God knows we need it with the state of fashion and modesty these days.

Eat as you like. It’s perfectly fine to care for your health in regards to food. Hilaire Belloc says “Wherever the Catholic sun doth shine, there’s always laughter and good red wine”. It isn’t sinful to take care of your nutrition, rather is virtuous. It’s okay to lose weight, and vice versa. It all boils down to one thing: are you doing it to attract attention to yourself, rather than to God?

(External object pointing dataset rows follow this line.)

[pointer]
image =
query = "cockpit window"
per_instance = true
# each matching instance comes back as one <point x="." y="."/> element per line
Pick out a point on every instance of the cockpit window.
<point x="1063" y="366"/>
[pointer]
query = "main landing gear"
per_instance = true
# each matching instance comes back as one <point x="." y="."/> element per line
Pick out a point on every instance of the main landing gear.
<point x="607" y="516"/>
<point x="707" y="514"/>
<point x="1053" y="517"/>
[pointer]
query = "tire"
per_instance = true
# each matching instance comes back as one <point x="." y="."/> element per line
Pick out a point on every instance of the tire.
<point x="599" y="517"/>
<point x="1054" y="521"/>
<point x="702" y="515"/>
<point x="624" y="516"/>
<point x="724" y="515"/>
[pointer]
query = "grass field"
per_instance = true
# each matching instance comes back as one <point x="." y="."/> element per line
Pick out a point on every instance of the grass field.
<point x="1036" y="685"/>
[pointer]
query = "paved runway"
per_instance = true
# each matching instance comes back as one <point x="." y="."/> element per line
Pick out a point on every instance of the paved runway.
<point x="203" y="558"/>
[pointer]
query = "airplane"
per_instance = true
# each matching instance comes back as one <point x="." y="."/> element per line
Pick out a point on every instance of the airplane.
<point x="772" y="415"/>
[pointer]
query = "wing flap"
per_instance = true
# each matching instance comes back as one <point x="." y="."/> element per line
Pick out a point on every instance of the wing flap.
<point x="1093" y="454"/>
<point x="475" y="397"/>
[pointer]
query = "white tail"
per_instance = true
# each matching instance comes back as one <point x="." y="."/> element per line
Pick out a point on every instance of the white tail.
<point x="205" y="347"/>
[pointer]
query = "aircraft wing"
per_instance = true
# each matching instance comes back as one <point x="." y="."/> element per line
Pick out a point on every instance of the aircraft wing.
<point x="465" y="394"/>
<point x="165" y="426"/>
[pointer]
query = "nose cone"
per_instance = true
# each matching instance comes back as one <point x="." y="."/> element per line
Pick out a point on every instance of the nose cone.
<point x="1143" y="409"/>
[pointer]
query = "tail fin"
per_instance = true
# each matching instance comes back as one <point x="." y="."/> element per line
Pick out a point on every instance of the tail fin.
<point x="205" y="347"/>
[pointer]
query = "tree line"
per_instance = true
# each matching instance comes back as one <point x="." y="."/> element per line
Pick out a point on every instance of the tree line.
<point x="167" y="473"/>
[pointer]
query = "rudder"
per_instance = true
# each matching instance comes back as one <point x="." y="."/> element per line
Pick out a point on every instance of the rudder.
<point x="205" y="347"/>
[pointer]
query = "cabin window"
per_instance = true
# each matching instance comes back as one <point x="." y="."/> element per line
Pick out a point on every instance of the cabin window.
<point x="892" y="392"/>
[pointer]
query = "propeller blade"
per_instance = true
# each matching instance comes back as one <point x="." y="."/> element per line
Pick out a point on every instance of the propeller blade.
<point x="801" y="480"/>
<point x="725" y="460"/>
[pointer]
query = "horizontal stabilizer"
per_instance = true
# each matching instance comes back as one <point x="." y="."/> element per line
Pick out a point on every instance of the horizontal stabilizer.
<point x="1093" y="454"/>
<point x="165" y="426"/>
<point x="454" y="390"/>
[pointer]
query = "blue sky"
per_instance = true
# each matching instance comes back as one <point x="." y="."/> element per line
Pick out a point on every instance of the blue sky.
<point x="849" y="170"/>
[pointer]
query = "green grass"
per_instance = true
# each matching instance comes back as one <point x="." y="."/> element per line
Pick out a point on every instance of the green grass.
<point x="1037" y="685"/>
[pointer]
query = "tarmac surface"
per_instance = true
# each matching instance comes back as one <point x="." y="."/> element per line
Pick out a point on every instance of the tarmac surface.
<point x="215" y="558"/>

Our bodies are temples, remember. Temples of the Holy Ghost. Your parish church is well maintained. Let us not hesitate to maintain our own. It’s good for the body, good for the mind, and wonderful for the soul.

I don’t find anything inappropriate or immoral in any of the items you’ve mentioned here. If we’re using your example of an artist, let’s say an actress in Hollywood, I would anticipate that she might spend many times the amount of time and money on her appearance, clothes, physical workouts, that a woman with a job as a teller in a bank would spend, but I wouldn’t ascribe an inappropriate motive to the actress simply because of that.

Like a surgeon: do no harm when operating in society.

Thanks to all for their input!

To LoyalViews:
Could the argument be made that any improvement in physique or “sharpness” in dress would invite sexual attention? That is, does the improvement of appearance (bodily and in clothing) for the purpose of inviting romantic attraction not also invite sexual attention? I find that infatuation is typically the beginning of romantic attraction, and I am not sure how different infatuation is from sexual attraction. [While obviously, if it is a degree of sexual attraction, it is a less degree of sexual attraction than would be invited by a scantily clad attractive person, or a strip club].

In an article by Edward Feser, Professor Feser quotes Ludwig Wittgenstein as follows:
“The human body is the best picture of the human soul.”

I find this quote apt to the topic, particularly in the situation with the artist’s concern for her own beauty.
Since beauty is good, and matter is good, and our bodies are good, could it be considered immoral to take no interest in maintaining our own physical beauty, if we have the opportunity?

Unless you are standing in front of a mirror most of the day it is not a sin to look tidy.

Wanting to look beautiful for its own sake is no more sinful than, say, admiring natural or man-made beauty such as sunsets, flowers, paintings or sculpture. Remember Jesus praising the beauty of the lilies - flowers which seemingly were not created for much if any other reason than to be beautiful.

Yes, we can go overboard with our focus on any of the above, and need to be more careful with things that directly impact our bodies such as plastic surgery, but that doesn’t mean these things are automatically wrong.

I do not think that seeking to look attractive to the opposite sex is morally wrong. It would be a sad world if all women wore the muslim veil. God would not have made women attractive to men if He did not want them to attract men and vice versa. I think we can be too scrupulous in addressing the obvious lack of modesty in today’s society. I am assured that most women dress for other women but I am sure that few would reject a complimentary look or comment from a stray man once in a while.

So why is it a sin looking at a good-looking woman? I mean, if there is lust in your eyes it is a sin, but just looking? And why on earth do women get angry if you look at them? They dress sexy (even “good” Catholics) and do what they can to be pretty, and then when you look they get mad. Makes no sense, non what so ever.